Reuters/Guadalupe Pardo - RTSLH0Q
03 July 2017
Ghazanfar Ali Khan
Children as young as four-year-old years are becoming so addicted to smart phones and iPads that they require psychological treatment and help for other ailments including weak vision and memory, local pediatricians warned on Sunday.

“Parents who allow babies and toddlers to access tablets and computers for several hours a day are in danger of causing dangerous long-term effects,” said Dr. Yacoub Haddad, a consultant pediatrician at Al-Hammadi Hospital.

“Children may need compulsive behavior therapy if they become distressed and inconsolable when an iPad is taken away from them.”

Haddad said parents should ensure their children spend less time on the gadgets so they can communicate with their surroundings and develop properly.

The number of mobile subscriptions alone exceeded 47 million in the Kingdom by the end of 2016, according to data from the Ministry of Communications and Information Technology (MCIT).

The ministry recently reported increased demand for Internet services with higher speeds and larger packages. The total number of Internet users exceeded 24 million by the end of last year.

According to studies conducted by a panel of psychiatrists, the number of people who have become digitally dependent has risen by 30 percent over the past three years, said pediatrician Dr.
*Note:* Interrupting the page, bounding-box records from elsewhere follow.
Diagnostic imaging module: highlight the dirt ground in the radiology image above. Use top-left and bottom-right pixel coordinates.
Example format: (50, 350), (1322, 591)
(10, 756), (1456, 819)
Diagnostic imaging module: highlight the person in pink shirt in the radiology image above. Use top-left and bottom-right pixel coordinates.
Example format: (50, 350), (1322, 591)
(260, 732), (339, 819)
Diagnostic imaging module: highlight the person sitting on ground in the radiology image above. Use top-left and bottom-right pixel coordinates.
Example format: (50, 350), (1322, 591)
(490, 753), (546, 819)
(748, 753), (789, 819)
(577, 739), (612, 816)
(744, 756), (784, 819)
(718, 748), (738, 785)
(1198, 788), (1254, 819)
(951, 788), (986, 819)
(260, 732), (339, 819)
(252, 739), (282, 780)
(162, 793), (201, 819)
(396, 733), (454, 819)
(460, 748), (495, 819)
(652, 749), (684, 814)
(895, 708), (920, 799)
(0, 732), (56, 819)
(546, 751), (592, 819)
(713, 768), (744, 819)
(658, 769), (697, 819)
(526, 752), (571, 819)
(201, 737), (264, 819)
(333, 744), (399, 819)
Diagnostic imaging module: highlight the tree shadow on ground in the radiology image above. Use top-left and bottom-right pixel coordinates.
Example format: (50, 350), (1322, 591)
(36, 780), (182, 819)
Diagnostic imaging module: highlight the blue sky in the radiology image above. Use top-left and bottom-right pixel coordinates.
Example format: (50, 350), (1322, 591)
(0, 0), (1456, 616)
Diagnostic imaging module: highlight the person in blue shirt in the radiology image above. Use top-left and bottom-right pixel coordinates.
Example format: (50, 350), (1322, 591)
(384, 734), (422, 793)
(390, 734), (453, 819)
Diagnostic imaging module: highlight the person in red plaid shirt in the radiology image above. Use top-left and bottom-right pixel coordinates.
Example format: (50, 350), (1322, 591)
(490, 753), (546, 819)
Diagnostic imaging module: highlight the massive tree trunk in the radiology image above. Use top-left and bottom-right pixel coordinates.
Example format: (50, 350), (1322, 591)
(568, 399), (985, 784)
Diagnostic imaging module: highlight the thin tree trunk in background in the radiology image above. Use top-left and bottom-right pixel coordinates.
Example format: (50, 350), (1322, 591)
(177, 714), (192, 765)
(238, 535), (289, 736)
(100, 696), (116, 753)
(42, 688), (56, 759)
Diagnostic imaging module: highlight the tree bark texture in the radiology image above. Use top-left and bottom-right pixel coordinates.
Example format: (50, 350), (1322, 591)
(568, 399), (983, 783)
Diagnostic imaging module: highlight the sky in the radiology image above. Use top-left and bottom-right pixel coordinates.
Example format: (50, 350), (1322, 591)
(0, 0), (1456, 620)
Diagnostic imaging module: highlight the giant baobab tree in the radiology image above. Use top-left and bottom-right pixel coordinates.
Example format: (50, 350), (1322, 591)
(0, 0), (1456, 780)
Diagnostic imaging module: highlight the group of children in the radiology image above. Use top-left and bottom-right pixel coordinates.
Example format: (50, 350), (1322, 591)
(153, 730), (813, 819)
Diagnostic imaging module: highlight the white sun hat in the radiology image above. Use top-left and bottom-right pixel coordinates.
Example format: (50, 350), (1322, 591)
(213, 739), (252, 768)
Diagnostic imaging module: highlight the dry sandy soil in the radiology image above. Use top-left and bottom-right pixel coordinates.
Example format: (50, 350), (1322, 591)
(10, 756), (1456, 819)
Harish Kumar, adding that “exposure to radiation may also play a role in a growing spate of serious problems for children as well as for adults.”

Children who use cellphones and iPads excessively can suffer from vision loss, hearing deficit, autism, behavioral changes, insomnia, ringing of ears (tinnitus), Alzheimer’s and disturbances to the nervous system, he said.

Dr. Richard Graham, who launched the UK’s first technology addiction program four years ago, said children experienced the same withdrawal symptoms as alcoholics or heroin addicts when the devices were taken away.